Start a degree program at American Public University.
By Ryan Laspina
Senior Specialist, Red Flags and External Reviews, APUS
Many Federal Student Aid (FSA) loan borrowers may not realize that there are several repayment plans available to them through their loan servicer. The default standard plan has a 10-year repayment period with fixed monthly installments. However, there are other options.
For example, borrowers who are not in a financial position to make the standard payments have some choices. StudentLoans.gov has a Repayment Estimator tool on its website where FSA borrowers can examine various repayment options.
Tips for Using the Repayment Estimator
Before using the Repayment Estimator, be sure you are signed into your account with your loan servicer. You will need to provide some information, such as your total debt and the interest rate on your loans.
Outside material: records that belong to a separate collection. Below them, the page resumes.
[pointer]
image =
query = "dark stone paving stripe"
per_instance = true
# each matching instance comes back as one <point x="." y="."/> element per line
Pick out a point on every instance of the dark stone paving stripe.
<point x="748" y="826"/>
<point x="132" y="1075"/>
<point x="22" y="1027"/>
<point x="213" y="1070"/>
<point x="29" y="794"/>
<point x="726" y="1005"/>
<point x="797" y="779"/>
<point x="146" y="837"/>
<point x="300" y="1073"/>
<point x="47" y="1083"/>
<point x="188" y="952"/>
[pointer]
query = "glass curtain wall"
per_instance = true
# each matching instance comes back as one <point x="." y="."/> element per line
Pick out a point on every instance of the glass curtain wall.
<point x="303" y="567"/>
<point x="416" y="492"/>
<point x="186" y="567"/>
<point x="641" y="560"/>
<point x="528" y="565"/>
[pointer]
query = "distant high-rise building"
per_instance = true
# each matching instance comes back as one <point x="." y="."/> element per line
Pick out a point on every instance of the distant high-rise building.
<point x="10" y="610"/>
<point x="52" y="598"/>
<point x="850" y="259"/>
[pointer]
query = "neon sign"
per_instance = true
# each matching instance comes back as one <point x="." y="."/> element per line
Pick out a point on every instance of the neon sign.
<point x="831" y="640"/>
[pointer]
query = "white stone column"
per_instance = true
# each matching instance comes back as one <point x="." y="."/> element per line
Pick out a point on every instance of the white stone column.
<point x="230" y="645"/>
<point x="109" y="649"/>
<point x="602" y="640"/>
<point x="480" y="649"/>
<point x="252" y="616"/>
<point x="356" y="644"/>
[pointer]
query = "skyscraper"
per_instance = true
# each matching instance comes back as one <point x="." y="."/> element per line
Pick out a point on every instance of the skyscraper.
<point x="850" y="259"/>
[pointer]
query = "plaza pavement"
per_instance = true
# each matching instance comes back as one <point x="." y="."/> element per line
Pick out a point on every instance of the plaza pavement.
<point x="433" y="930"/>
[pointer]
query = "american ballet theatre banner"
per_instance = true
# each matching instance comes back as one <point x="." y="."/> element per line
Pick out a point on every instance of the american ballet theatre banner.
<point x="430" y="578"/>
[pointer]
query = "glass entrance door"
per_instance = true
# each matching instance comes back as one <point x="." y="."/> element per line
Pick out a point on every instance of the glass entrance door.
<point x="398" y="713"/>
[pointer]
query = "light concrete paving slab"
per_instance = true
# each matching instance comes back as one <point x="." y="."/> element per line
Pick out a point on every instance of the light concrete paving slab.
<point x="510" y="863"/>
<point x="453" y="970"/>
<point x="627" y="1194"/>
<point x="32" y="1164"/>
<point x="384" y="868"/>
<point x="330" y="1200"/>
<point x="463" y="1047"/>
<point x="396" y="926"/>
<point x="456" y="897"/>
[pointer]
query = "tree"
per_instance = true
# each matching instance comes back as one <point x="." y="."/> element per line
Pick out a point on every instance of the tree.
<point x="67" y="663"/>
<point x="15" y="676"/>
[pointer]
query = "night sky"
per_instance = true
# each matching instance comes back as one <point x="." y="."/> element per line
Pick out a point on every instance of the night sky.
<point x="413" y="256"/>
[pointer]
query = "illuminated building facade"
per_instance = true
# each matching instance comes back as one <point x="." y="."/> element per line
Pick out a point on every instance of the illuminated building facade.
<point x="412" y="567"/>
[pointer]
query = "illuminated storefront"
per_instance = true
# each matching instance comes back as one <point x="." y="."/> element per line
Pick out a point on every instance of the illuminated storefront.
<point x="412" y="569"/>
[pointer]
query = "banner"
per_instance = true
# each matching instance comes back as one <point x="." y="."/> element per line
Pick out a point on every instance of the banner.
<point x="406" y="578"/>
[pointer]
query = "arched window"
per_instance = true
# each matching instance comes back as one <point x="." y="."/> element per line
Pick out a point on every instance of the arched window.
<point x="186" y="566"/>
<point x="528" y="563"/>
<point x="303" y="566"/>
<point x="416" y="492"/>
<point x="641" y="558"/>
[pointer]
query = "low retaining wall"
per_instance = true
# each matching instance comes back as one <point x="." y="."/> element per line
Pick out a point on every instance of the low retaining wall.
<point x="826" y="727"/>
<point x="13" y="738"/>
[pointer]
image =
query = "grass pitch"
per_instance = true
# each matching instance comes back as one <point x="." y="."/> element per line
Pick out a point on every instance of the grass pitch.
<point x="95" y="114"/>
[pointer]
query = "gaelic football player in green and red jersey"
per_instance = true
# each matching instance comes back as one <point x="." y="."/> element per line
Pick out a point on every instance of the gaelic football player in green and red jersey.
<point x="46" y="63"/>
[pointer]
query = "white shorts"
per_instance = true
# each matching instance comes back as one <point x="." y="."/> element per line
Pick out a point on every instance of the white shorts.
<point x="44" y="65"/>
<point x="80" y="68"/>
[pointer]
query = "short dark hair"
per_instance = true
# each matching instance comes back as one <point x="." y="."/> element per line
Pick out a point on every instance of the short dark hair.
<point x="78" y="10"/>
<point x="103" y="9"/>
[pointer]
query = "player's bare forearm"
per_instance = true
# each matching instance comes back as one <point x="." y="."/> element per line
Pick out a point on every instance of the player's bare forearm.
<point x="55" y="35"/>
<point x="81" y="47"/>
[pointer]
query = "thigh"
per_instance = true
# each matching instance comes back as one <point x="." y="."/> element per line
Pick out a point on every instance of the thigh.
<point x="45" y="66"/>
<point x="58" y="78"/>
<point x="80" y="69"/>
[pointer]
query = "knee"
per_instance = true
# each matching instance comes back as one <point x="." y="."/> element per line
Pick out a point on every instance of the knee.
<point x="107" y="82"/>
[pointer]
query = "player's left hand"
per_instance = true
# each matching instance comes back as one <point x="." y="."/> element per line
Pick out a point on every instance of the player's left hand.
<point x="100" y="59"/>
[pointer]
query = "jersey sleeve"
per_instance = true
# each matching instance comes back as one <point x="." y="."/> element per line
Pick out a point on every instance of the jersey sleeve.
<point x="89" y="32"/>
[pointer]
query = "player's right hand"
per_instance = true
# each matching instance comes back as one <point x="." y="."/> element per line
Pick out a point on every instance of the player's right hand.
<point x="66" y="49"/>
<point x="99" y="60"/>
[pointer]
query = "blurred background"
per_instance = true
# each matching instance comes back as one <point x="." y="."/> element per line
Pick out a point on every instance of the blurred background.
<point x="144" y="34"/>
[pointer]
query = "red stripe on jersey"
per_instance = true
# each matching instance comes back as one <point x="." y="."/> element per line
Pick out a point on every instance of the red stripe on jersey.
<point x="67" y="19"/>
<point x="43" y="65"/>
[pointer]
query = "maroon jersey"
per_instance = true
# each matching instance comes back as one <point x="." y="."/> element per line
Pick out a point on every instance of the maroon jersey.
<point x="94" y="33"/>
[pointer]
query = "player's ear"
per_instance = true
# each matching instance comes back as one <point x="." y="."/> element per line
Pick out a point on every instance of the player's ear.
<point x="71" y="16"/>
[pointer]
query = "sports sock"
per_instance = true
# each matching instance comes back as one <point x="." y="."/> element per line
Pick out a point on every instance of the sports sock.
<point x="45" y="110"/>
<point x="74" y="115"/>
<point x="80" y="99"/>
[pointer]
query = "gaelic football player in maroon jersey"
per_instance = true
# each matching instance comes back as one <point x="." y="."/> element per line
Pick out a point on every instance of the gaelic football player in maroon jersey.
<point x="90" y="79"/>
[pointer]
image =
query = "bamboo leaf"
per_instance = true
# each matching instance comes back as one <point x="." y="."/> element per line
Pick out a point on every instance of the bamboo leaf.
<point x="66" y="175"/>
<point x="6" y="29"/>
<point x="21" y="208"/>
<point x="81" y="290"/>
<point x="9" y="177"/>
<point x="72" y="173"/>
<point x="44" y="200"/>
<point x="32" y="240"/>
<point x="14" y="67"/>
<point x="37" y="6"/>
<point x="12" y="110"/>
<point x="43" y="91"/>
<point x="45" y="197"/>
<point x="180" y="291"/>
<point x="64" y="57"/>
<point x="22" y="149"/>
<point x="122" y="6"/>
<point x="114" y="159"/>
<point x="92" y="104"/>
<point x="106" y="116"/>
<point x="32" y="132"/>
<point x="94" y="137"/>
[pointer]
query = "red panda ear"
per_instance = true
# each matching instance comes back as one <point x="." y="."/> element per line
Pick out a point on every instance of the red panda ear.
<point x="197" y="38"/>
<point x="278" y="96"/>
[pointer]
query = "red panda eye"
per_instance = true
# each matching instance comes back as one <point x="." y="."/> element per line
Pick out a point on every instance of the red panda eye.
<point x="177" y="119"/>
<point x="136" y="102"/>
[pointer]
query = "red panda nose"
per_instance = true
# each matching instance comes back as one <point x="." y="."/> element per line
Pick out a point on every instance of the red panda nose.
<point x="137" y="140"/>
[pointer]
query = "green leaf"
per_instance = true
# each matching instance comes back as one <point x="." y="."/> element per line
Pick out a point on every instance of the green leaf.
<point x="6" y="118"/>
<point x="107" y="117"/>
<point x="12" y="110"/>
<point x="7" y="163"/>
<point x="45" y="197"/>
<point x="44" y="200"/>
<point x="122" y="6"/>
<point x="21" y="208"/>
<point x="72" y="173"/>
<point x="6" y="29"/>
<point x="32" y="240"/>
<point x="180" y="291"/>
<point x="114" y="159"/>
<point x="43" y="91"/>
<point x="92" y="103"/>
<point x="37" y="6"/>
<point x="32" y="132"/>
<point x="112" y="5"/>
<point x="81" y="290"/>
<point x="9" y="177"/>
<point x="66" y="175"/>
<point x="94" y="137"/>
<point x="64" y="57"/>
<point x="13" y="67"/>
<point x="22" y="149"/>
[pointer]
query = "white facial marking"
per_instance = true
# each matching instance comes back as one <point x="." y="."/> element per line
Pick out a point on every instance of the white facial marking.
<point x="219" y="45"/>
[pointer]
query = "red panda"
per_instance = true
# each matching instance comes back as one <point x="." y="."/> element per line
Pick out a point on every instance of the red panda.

You will also need to include information about your dependents and your marital status. This information affects your eligibility for some repayment plans.
Some information about your income is required as well. For instance, you must include your Adjusted Gross Income (combined with your spouse’s if you’re married). This information can be found on your most recently filed IRS 1040 form or on your tax transcript, which is a detailed, line-by-line breakdown showing your Adjusted Gross Income.
While paying back your FSA loans can seem like a daunting task, it can become overwhelming if you do not have all of the information you need about repayment plans. The Loan Repayment Estimator is a helpful tool when you are ready to choose a repayment plan. As always, be sure to stay in constant communication with your loan servicer, your best resource in regard to loan repayment.